Metsamor instead relies on a cooling system designed to prevent the reactor from overheating and giving off radiation if an accident takes place.
The main risk, according to physicist Ferenc Dalknoi-Veress of the US-based James Martin Center for Nonproliferation Studies, is that an earthquake could knock out the site's cooling system for a prolonged period of time.
"The question is, are [Armenia's] steps adequate?" he wrote in an e-mail to Deutsche Welle. "I would argue that building reactors in a seismic area is not a good idea regardless of the protections, which are all to buy time until cooling can be restarted."
In response to such concerns, the European Union's executive offered Armenia up to 138 million euros ($198 million) in 2000 to decommission the plant. Armenia turned down the European Commission's offer, saying the funds were insufficient.
New, bigger plant
The government is waiting until 2016 to shut down the old plant – the limit of the current reactor's intended lifespan. By that time, the Armenian government wants to have a new plant near completion.
Authorities plan to install a VVER-1000 reactor, a newer model of pressurized water reactor with more than three times the capacity of the old one.
A joint Armenian-Russian company has been set up to build the new power plant, but given Armenia's limited wealth, most of the project's financing is expected to come from Russia.

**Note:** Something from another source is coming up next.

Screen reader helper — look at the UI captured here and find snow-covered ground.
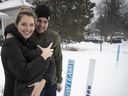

Sanasaryan doubts the plant will solve Armenia's energy problems, and thinks foreign investors will benefit at Armenians' risk.
"It won't be an Armenian plant, a plant that belongs to Armenia," he said. "It will just be a plant that is constructed on the territory of Armenia."
Regional power
Deputy Energy Secretary Galstyan said "in the middle term" Armenia could sell surplus electricity from its new, 1,000 megawatt plant to Georgian and Iran.
"We started and even signed an agreement with a company that was ready to supply electricity from Armenia to Turkey," he said. "But because of political problems, that's why the agreement was not enforced."
Officials in Turkey, Georgia and Azerbaijan have voiced concern that Armenia's current plant poses a threat to the region, with some of them calling for it to be closed.
To assuage its critics, Armenia invited a team of experts from the International Atomic Energy Agency (IAEA) to investigate Metsamor from late May to early June.
The team suggested a number of safety improvements, but concluded that the site had no "extraordinary" problems.
Sanasaryan dismissed the findings, saying the IAEA is dedicated to promoting nuclear power, not ensuring its safety.
Meanwhile, Armenia has agreed to give Metsamor a "stress tes" with parameters set earlier this year by the European Union's executive.
"If it turns out adjustments must be made, they will do that," Marlene Holzner, a spokesperson for the EU's Energy Commissioner, told Deutsche Welle. "If we get a request for co-funding, we can also co-finance" such adjustments.
Holzener said Armenian and EU officials were still working out technical details of the test. She added that after a summer pause, they would likely meet again in the fall, but that no date had been set for the test.
The Armenian Energy Ministry's spokeswoman said, however, on 23 July that the stress tests had started and could last several months.